Can human adipose tissue be reproduced in a laboratory? It can now, thanks to a research team with members from Inserm, CNRS, Université Toulouse III-Paul-Sabatier, the French Blood Establishment (EFS) and the National Veterinary School of Toulouse (ENVT) working together at STROMALab. This team used 3D culture to develop adipose tissue organoids (or adipospheres) – small cellular units that mimic the characteristics and organization of adipose tissue as it presents in vivo. In their article, published in Scientific Reports, the researchers describe the various stages of the experimental conditions needed to obtain these adipospheres from human cells. An innovation that could make it possible not just to study diseases related to the impaired functioning of this tissue, such as obesity and type 2 diabetes, but also to develop new drugs to treat them.
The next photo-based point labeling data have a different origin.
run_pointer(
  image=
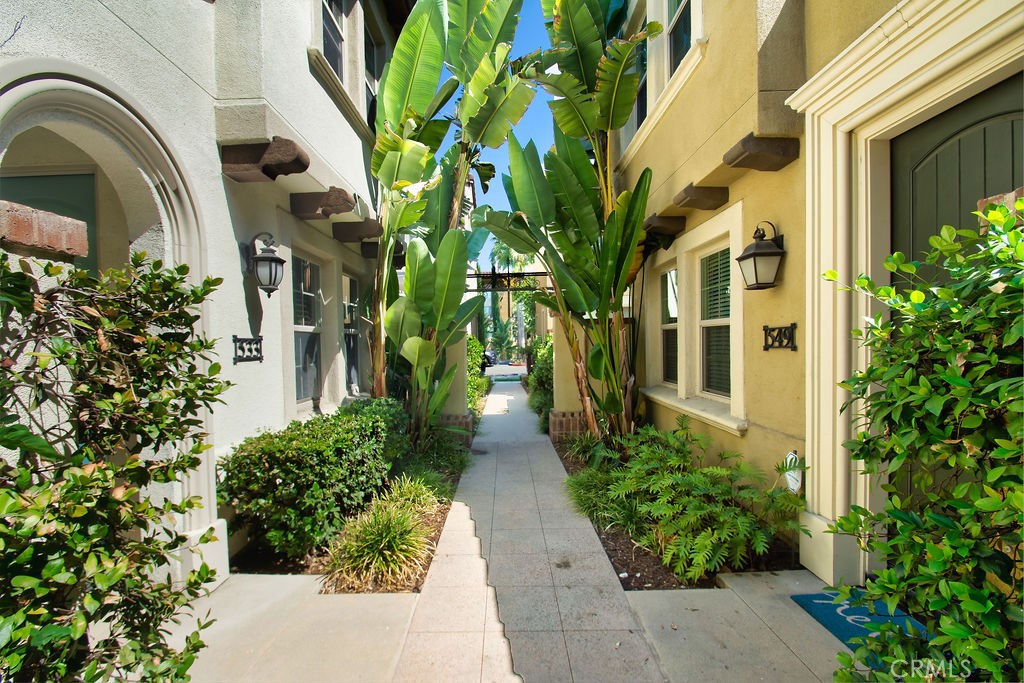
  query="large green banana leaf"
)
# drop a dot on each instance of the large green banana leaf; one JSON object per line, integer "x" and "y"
{"x": 483, "y": 76}
{"x": 532, "y": 194}
{"x": 576, "y": 25}
{"x": 571, "y": 198}
{"x": 419, "y": 283}
{"x": 406, "y": 161}
{"x": 633, "y": 232}
{"x": 502, "y": 109}
{"x": 402, "y": 321}
{"x": 450, "y": 272}
{"x": 574, "y": 110}
{"x": 617, "y": 79}
{"x": 415, "y": 69}
{"x": 570, "y": 151}
{"x": 467, "y": 310}
{"x": 494, "y": 25}
{"x": 507, "y": 226}
{"x": 461, "y": 15}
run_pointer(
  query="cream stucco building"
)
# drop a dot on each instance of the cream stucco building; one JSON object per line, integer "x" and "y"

Human adipose tissue, highly vascularized by a network of capillaries, is made up of fat cells known as adipocytes. Until now, laboratory researchers used 2D models that did not take into account the 3D architecture of this tissue as found in the human body.
Mini organs, which are known as organoids and capable of reproducing the cellular organization of a specific organ, have already been developed for some tissues, such as that of the intestine. However, none had been able to reproduce in 3D the cellular and vascular organization of the adipose tissue in a laboratory setting.
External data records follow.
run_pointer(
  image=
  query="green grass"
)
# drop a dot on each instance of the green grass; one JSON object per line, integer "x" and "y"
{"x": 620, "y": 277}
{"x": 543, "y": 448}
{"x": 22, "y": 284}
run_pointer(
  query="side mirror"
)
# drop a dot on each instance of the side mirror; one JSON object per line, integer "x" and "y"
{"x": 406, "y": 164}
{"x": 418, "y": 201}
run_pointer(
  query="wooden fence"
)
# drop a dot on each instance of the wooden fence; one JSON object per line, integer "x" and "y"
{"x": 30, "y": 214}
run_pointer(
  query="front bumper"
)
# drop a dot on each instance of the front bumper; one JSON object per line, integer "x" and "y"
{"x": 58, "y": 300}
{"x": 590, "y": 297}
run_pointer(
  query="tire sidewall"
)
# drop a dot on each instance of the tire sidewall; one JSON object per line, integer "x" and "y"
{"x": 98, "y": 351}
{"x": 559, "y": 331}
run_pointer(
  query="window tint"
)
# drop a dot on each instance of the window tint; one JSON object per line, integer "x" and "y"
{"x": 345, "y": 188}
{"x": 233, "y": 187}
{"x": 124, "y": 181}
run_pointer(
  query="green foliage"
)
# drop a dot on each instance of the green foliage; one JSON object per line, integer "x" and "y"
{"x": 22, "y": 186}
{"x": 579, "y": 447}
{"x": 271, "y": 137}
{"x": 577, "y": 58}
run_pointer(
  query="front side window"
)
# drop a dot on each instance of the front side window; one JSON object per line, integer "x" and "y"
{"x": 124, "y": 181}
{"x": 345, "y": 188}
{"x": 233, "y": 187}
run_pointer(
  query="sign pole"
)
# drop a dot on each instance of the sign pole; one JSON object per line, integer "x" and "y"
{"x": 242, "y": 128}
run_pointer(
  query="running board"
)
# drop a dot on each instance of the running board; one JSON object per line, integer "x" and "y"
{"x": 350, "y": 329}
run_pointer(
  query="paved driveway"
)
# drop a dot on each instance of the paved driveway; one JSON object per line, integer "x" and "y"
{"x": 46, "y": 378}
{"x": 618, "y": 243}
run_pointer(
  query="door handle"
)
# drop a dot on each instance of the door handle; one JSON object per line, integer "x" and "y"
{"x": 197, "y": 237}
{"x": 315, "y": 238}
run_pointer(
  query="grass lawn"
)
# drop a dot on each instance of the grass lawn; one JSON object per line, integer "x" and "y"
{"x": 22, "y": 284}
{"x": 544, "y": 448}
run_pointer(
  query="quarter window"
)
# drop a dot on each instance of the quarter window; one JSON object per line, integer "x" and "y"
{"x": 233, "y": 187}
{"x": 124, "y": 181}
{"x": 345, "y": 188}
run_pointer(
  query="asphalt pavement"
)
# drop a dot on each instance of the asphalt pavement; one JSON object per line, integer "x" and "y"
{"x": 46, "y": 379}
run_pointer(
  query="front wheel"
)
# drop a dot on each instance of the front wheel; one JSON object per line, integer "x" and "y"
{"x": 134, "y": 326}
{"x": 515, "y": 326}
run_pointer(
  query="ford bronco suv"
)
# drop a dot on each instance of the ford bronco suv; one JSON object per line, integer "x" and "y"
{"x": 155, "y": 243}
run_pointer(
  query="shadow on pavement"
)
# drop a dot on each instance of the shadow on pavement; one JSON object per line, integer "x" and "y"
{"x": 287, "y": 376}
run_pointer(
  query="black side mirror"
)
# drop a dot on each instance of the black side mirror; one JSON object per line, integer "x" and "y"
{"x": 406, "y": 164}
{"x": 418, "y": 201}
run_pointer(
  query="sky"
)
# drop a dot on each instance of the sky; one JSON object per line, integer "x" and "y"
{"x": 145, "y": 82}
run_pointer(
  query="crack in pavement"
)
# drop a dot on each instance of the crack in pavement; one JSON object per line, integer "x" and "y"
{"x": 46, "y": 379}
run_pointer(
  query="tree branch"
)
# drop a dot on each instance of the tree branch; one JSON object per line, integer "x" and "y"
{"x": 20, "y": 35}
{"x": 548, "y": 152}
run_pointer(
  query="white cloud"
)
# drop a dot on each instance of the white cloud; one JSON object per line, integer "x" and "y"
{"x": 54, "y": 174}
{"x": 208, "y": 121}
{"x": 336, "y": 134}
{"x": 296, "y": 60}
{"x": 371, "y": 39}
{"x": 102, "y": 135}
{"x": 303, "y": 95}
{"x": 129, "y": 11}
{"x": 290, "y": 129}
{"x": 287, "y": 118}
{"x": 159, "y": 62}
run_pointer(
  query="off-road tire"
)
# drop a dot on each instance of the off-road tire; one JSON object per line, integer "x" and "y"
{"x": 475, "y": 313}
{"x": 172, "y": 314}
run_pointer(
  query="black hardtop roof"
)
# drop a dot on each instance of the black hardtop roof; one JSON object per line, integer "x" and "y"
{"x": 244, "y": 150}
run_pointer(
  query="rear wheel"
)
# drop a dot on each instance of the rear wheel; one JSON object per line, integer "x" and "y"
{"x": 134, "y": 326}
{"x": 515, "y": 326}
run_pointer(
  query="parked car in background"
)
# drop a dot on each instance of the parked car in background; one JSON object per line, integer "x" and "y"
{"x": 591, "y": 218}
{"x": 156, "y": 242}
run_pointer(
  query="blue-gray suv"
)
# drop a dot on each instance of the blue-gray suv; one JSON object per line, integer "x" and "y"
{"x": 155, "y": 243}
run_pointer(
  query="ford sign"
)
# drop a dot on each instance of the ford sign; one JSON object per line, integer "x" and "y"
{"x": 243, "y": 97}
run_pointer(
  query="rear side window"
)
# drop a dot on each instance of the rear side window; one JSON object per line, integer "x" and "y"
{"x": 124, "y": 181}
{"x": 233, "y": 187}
However, this is now possible thanks to researchers from Inserm, CNRS, Université Toulouse III-Paul-Sabatier, the French Blood Establishment (EFS) and the National Veterinary School of Toulouse (ENVT) working together at STROMALab. Thanks to the advent of the new 3D cell culture methods, the control of the selection and characterization of adipose tissue stromal cells (support cells), the team was able to develop organoids of this tissue, called adipospheres.
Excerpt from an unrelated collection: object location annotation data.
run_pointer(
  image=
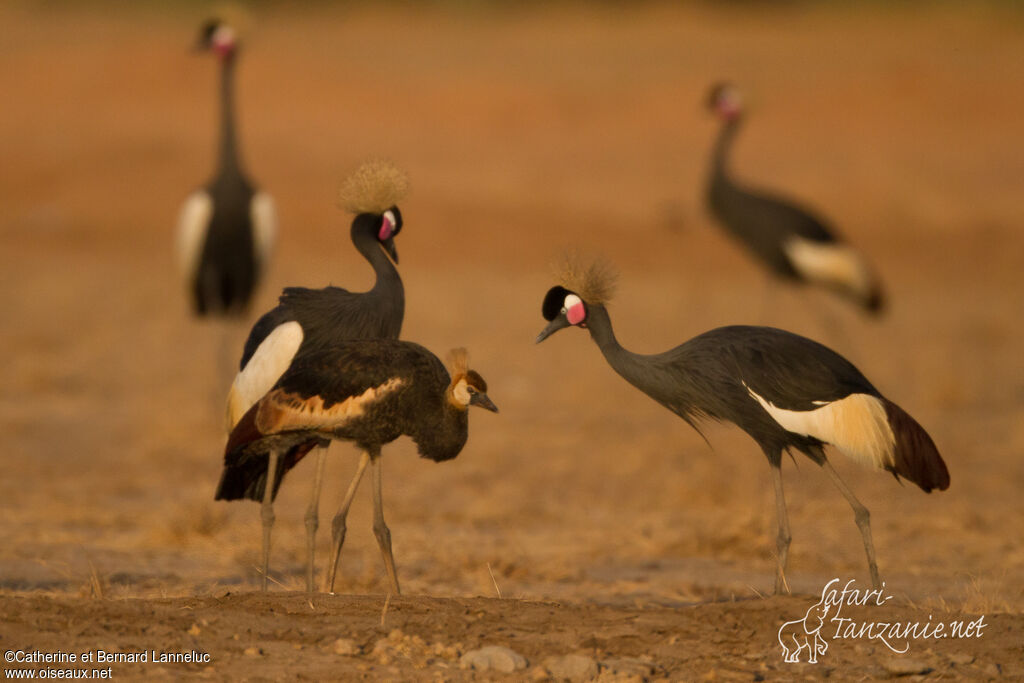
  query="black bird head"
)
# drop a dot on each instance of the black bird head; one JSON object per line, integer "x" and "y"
{"x": 372, "y": 193}
{"x": 561, "y": 308}
{"x": 725, "y": 100}
{"x": 218, "y": 37}
{"x": 390, "y": 225}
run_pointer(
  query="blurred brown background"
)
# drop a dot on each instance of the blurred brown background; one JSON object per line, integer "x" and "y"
{"x": 524, "y": 130}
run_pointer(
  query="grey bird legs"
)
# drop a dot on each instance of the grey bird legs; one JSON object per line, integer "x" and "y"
{"x": 783, "y": 539}
{"x": 266, "y": 512}
{"x": 312, "y": 517}
{"x": 381, "y": 530}
{"x": 863, "y": 519}
{"x": 338, "y": 524}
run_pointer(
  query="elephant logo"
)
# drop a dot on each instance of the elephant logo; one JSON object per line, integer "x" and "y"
{"x": 805, "y": 634}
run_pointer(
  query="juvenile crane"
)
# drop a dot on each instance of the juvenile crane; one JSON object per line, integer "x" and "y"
{"x": 366, "y": 391}
{"x": 226, "y": 228}
{"x": 790, "y": 240}
{"x": 306, "y": 319}
{"x": 785, "y": 391}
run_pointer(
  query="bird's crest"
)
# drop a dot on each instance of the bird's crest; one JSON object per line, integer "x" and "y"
{"x": 458, "y": 363}
{"x": 236, "y": 15}
{"x": 374, "y": 187}
{"x": 593, "y": 280}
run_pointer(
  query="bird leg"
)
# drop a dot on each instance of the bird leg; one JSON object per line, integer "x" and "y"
{"x": 863, "y": 519}
{"x": 381, "y": 530}
{"x": 312, "y": 517}
{"x": 266, "y": 512}
{"x": 338, "y": 523}
{"x": 783, "y": 539}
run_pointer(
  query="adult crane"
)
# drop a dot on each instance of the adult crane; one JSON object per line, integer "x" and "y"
{"x": 366, "y": 391}
{"x": 785, "y": 391}
{"x": 791, "y": 241}
{"x": 226, "y": 228}
{"x": 307, "y": 319}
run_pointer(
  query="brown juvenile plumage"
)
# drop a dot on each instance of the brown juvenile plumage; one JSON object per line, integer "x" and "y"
{"x": 374, "y": 187}
{"x": 458, "y": 363}
{"x": 594, "y": 281}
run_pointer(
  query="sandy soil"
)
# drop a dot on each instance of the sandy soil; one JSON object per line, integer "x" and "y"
{"x": 583, "y": 519}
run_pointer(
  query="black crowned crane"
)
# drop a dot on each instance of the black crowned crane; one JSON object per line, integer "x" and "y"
{"x": 787, "y": 392}
{"x": 226, "y": 227}
{"x": 790, "y": 240}
{"x": 307, "y": 319}
{"x": 366, "y": 391}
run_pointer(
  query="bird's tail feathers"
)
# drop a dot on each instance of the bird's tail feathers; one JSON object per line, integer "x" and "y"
{"x": 246, "y": 476}
{"x": 914, "y": 456}
{"x": 245, "y": 473}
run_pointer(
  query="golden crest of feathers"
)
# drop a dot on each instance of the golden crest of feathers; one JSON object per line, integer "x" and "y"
{"x": 236, "y": 15}
{"x": 374, "y": 187}
{"x": 458, "y": 361}
{"x": 593, "y": 280}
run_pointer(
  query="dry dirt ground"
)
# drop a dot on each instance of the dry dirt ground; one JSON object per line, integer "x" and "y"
{"x": 584, "y": 518}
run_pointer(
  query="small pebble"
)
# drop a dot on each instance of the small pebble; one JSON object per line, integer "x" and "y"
{"x": 346, "y": 647}
{"x": 571, "y": 668}
{"x": 904, "y": 667}
{"x": 494, "y": 657}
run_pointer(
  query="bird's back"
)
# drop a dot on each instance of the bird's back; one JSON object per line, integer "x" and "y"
{"x": 712, "y": 376}
{"x": 367, "y": 391}
{"x": 328, "y": 315}
{"x": 764, "y": 223}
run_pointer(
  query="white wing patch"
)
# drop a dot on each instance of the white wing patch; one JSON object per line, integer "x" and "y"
{"x": 193, "y": 224}
{"x": 856, "y": 425}
{"x": 271, "y": 358}
{"x": 286, "y": 412}
{"x": 829, "y": 263}
{"x": 263, "y": 213}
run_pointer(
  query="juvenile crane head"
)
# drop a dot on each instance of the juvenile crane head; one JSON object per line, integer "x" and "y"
{"x": 725, "y": 100}
{"x": 582, "y": 286}
{"x": 372, "y": 193}
{"x": 467, "y": 387}
{"x": 218, "y": 37}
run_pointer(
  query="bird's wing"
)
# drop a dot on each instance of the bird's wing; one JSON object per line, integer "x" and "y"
{"x": 770, "y": 210}
{"x": 303, "y": 296}
{"x": 193, "y": 224}
{"x": 325, "y": 388}
{"x": 791, "y": 372}
{"x": 263, "y": 366}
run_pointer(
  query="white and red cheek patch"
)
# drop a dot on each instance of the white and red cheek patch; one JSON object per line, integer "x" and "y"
{"x": 223, "y": 41}
{"x": 387, "y": 226}
{"x": 574, "y": 309}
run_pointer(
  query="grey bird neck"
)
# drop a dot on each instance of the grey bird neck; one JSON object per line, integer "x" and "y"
{"x": 723, "y": 146}
{"x": 228, "y": 162}
{"x": 387, "y": 274}
{"x": 622, "y": 360}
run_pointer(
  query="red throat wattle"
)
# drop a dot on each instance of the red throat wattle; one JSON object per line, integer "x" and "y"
{"x": 577, "y": 313}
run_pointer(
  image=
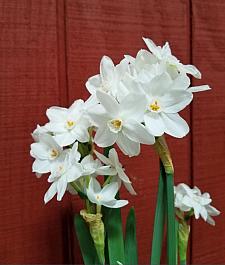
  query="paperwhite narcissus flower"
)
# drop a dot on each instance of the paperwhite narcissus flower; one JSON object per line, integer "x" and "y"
{"x": 91, "y": 166}
{"x": 66, "y": 169}
{"x": 68, "y": 125}
{"x": 45, "y": 152}
{"x": 113, "y": 161}
{"x": 164, "y": 100}
{"x": 187, "y": 199}
{"x": 109, "y": 78}
{"x": 121, "y": 123}
{"x": 163, "y": 54}
{"x": 104, "y": 196}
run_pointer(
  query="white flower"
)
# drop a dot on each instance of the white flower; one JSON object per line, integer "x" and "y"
{"x": 164, "y": 100}
{"x": 117, "y": 168}
{"x": 65, "y": 170}
{"x": 104, "y": 196}
{"x": 68, "y": 125}
{"x": 187, "y": 199}
{"x": 109, "y": 78}
{"x": 121, "y": 123}
{"x": 91, "y": 166}
{"x": 163, "y": 54}
{"x": 45, "y": 152}
{"x": 183, "y": 82}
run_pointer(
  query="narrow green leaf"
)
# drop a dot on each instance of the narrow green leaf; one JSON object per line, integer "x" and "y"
{"x": 85, "y": 241}
{"x": 159, "y": 219}
{"x": 114, "y": 230}
{"x": 131, "y": 254}
{"x": 171, "y": 231}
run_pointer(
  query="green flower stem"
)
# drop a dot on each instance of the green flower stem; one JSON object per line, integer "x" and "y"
{"x": 159, "y": 220}
{"x": 164, "y": 154}
{"x": 171, "y": 228}
{"x": 183, "y": 236}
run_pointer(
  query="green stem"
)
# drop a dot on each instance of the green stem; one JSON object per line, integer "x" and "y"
{"x": 159, "y": 220}
{"x": 171, "y": 231}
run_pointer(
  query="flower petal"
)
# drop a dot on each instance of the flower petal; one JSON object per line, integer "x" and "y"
{"x": 109, "y": 103}
{"x": 127, "y": 146}
{"x": 194, "y": 89}
{"x": 136, "y": 132}
{"x": 50, "y": 192}
{"x": 175, "y": 125}
{"x": 65, "y": 139}
{"x": 61, "y": 188}
{"x": 154, "y": 123}
{"x": 104, "y": 137}
{"x": 103, "y": 158}
{"x": 115, "y": 203}
{"x": 133, "y": 106}
{"x": 191, "y": 69}
{"x": 109, "y": 191}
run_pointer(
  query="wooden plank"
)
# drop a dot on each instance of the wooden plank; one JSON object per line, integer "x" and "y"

Generating organoids in 3D
From these stromal cells of the human adipose tissue, the researchers developed new 2D – followed by 3D – culture conditions, making it possible to obtain both adipocytes and endothelial cells from this tissue. The adipospheres obtained contained an intact vascular network organized around adipocytes in the same way as in actual human tissue. Better still, the adipocytes obtained were capable of differentiating into those of brown or white tissue (the two types of human adipose tissue) in the same way as those encountered in the human body.
Transplantation in mice
The research team then transplanted these adipospheres into mice in order to verify the functionality of their vascular network. They observed that not only was this network maintained in the body but also that it extended itself by establishing connections with the host’s circulatory system.
The researchers also observed so-called chimeric vessels, constituted of both mouse and human cells. “These are all signs that the host tolerates the transplanted organoids well, explain Isabelle Ader, Inserm researcher, and Frédéric Deschaseaux, from the French Blood Establishment (EFS), authors of the study. From this we can conclude that not only are these small structures faithful to the organization of human tissue, but also that they are capable of staying alive by establishing connections with the host circulatory system that provides them with the necessary oxygen and nutrients.“
According to the researchers, this innovation will enable continued study of the functioning and properties of human adipose tissue. By working directly on this tissue, the use of animals will be reduced.
“This innovation will also make it possible to test various drugs that could be used to treat certain diseases related to a pathology of adipose tissue, such as obesity or type 2 diabetes“, conclude Isabelle Ader and Frédéric Deschaseaux.